Although studies and data on longer-term follow up with migalastat are still emerging, available evidence is consistent in showing that this molecule does represent a suitable therapy for the treatment of FD, in patients aged ≥16 years and with amenable mutations and eGFR 30–90 ml/min/1.73 m2. The use of migalastat as an oral option appears to be overall safe, and experience thus far indicates potential for improving quality of life, controlling GI symptoms, stabilizing renal function and reducing cardiac hypertrophy.
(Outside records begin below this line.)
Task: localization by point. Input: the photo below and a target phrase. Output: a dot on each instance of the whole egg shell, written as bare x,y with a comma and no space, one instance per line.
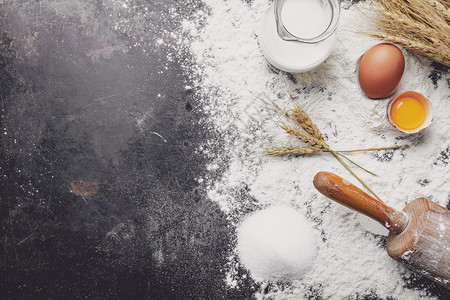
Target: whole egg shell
380,70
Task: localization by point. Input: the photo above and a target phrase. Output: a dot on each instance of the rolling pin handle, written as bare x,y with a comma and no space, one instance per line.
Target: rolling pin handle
345,193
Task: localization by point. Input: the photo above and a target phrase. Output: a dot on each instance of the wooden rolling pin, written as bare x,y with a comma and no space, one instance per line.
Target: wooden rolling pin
418,236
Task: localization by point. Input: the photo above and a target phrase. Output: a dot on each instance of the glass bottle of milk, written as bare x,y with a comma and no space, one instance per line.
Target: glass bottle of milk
298,35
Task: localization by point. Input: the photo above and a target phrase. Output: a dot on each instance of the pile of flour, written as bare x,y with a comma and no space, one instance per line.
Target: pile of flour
234,83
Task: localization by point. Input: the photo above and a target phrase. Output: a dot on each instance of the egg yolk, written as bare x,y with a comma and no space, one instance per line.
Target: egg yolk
407,113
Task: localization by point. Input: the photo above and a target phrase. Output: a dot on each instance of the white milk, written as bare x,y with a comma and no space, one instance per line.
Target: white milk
305,19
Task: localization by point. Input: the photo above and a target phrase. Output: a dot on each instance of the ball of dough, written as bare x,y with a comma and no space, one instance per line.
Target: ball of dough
276,243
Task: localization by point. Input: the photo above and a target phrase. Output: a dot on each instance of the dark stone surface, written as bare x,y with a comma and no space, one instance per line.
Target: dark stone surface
98,157
98,139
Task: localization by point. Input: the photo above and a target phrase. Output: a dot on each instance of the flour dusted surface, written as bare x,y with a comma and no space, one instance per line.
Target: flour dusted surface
233,77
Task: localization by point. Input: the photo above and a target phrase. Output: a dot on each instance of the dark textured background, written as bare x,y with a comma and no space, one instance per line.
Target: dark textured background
99,131
97,157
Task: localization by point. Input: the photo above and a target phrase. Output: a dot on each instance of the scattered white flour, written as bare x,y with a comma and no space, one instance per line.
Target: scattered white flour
276,243
233,77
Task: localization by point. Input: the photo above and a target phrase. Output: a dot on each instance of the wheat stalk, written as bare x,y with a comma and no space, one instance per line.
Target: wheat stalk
421,26
295,151
307,132
305,137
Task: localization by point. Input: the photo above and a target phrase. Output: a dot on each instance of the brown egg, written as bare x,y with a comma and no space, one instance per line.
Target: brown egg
380,70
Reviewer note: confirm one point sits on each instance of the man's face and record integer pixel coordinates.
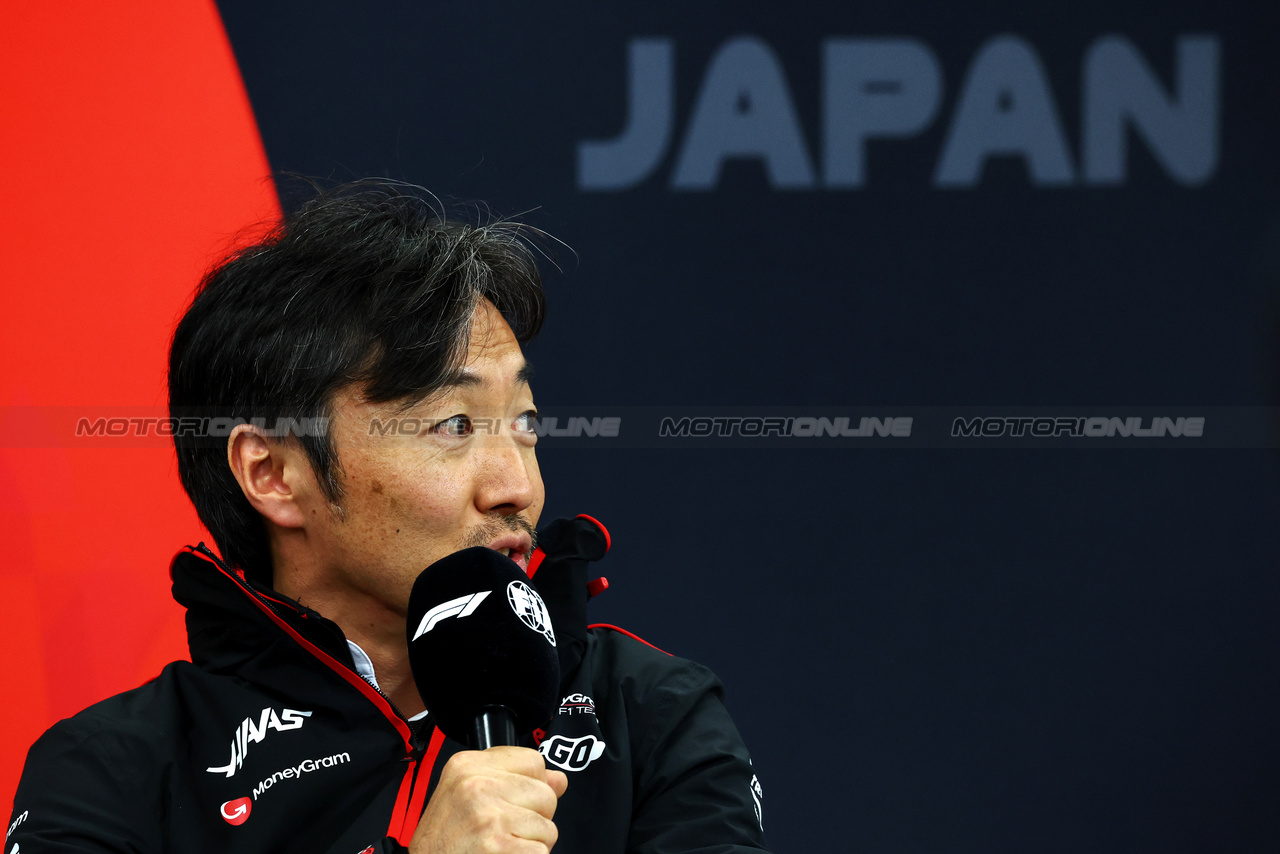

Migalastat can be considered either as a first-line therapy – given its efficacy, extensive tissue penetration, convenient oral regimen, and the current limited therapeutic options available – or in patients on ERT who experience side effects, poor compliance to chronic i.v. therapy, or in the case of unstable disease. It should be noted that, until data on longer-term follow up are acquired, careful monitoring of patients treated with migalastat is warranted. Increasing real life clinical use, with increasing number of patients closely followed-up for prolonged periods, will be crucial to gain more experience on migalastat in daily practice.